La Policía vasca inició las investigaciones a primeros de este año tras tener constancia de la presencia en el territorio histórico de un grupo organizado dedicado a la distribución de cocaína. Las pesquisas realizadas confirmaron que el responsable de la trama era un individuo con un amplio historial delictivo y muy ligado al mundo del tráfico de estupefacientes.
Al hilo de las averiguaciones, se puso de manifiesto que las vías principales de suministro de la red provenían de Madrid y Galicia, desde donde de forma mensual se trasladaban a Vizcaya alijos de hasta 20 kilogramos de cocaína .
Para el almacenaje de la droga y como centro de operaciones, los traficantes disponían de un piso en Leioa.

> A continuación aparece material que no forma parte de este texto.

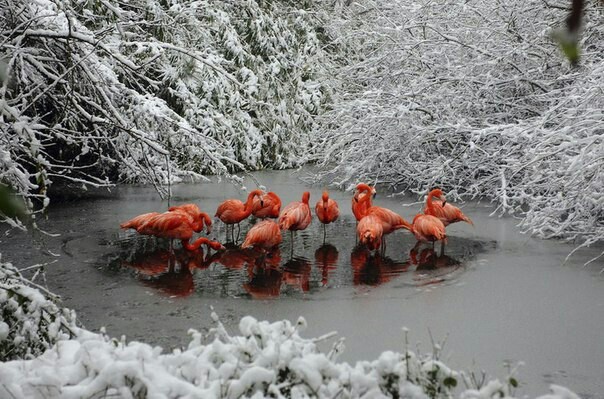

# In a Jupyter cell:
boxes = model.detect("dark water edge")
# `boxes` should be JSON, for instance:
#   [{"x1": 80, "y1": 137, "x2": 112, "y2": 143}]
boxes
[{"x1": 0, "y1": 171, "x2": 604, "y2": 398}]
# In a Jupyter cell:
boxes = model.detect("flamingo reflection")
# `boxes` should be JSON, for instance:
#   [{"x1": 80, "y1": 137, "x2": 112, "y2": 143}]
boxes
[
  {"x1": 350, "y1": 245, "x2": 409, "y2": 286},
  {"x1": 208, "y1": 243, "x2": 259, "y2": 270},
  {"x1": 122, "y1": 249, "x2": 217, "y2": 297},
  {"x1": 243, "y1": 248, "x2": 283, "y2": 299},
  {"x1": 283, "y1": 257, "x2": 312, "y2": 292},
  {"x1": 315, "y1": 244, "x2": 339, "y2": 287},
  {"x1": 409, "y1": 248, "x2": 461, "y2": 285}
]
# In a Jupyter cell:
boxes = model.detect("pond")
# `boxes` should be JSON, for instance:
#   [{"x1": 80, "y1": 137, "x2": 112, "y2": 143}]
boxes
[{"x1": 0, "y1": 169, "x2": 604, "y2": 398}]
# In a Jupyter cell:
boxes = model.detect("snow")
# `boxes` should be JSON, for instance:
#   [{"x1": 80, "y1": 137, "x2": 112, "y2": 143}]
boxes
[{"x1": 0, "y1": 262, "x2": 578, "y2": 399}]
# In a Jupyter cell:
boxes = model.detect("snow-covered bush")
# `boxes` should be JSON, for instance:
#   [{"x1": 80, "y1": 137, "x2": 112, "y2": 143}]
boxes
[
  {"x1": 0, "y1": 262, "x2": 77, "y2": 361},
  {"x1": 317, "y1": 0, "x2": 604, "y2": 260},
  {"x1": 0, "y1": 263, "x2": 578, "y2": 399},
  {"x1": 0, "y1": 0, "x2": 329, "y2": 225}
]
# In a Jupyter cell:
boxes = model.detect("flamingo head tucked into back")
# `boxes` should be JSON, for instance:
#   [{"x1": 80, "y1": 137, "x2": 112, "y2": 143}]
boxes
[
  {"x1": 355, "y1": 183, "x2": 377, "y2": 202},
  {"x1": 302, "y1": 191, "x2": 310, "y2": 205},
  {"x1": 200, "y1": 212, "x2": 212, "y2": 234},
  {"x1": 321, "y1": 191, "x2": 329, "y2": 213},
  {"x1": 428, "y1": 188, "x2": 447, "y2": 206}
]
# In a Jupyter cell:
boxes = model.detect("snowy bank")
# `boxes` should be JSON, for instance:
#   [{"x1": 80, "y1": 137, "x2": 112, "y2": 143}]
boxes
[{"x1": 0, "y1": 263, "x2": 578, "y2": 399}]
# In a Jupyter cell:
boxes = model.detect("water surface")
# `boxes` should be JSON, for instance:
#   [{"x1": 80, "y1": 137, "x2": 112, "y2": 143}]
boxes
[{"x1": 0, "y1": 171, "x2": 604, "y2": 398}]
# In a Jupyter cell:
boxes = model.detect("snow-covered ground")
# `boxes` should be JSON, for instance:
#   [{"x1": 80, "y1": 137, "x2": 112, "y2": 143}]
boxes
[{"x1": 0, "y1": 263, "x2": 578, "y2": 399}]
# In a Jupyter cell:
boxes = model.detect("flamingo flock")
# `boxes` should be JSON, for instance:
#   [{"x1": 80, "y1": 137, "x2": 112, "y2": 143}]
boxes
[{"x1": 120, "y1": 183, "x2": 473, "y2": 260}]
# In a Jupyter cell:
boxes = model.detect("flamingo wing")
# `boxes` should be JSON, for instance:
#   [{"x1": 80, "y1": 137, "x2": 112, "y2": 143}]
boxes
[
  {"x1": 241, "y1": 220, "x2": 282, "y2": 248},
  {"x1": 216, "y1": 199, "x2": 245, "y2": 224}
]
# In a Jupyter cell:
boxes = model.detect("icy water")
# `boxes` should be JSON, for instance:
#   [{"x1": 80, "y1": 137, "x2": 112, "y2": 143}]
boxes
[{"x1": 0, "y1": 171, "x2": 604, "y2": 398}]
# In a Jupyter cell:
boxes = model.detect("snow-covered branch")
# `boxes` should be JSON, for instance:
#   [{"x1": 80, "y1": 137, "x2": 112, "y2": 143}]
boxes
[
  {"x1": 317, "y1": 0, "x2": 604, "y2": 260},
  {"x1": 0, "y1": 0, "x2": 328, "y2": 225}
]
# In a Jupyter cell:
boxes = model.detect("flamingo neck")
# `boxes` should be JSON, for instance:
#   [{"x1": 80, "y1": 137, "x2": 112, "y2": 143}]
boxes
[
  {"x1": 243, "y1": 190, "x2": 262, "y2": 217},
  {"x1": 426, "y1": 191, "x2": 436, "y2": 211},
  {"x1": 182, "y1": 237, "x2": 210, "y2": 251}
]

También era empleado como laboratorio. Allí cortaban la cocaína y, tras ser clasificada en distintos formatos para su posterior manipulación, era canalizada a través de redes de distribución que recorrían toda la cornisa cantábrica, así como otras comunidades autónomas del norte peninsular.
Detenciones en Cantabria
A partir de ahí, otras ramificaciones compuestas por 'camellos' de menor relieve completaban el proceso mediante transacciones a pie de calle. Además del cabecilla, los investigadores pudieron determinar que el grupo estaba conformado por otras seis personas, todas ellas con edades comprendidas entre los 40 y los 50 años de edad y con antecedentes delictivos. Su arresto se llevó a cabo el pasado fin de semana. Tres de las detenciones se practicaron en Cantabria y las cuatro restantes en Vizcaya.
En los registros llevados a cabo por la Ertzaintza se hallaron tres kilogramos de cocaína, tres de hachís y dos balanza de precisión, así como también dos armas de fuego con su correspondiente munición y dos mecanismos utilizados para el prensado de la droga a modo de bloques. La operación permitió igualmente localizar la documentación propia de la contabilidad derivada de las transacciones de droga. Estos papeles serán muy importantes de cara al proceso judicial que se abrirá contra los presuntos narcotraficantes. Por último, las fuerzas de seguridad han intervenido a la banda cinco vehículos de gran cilindrada, de marcas de alta gama.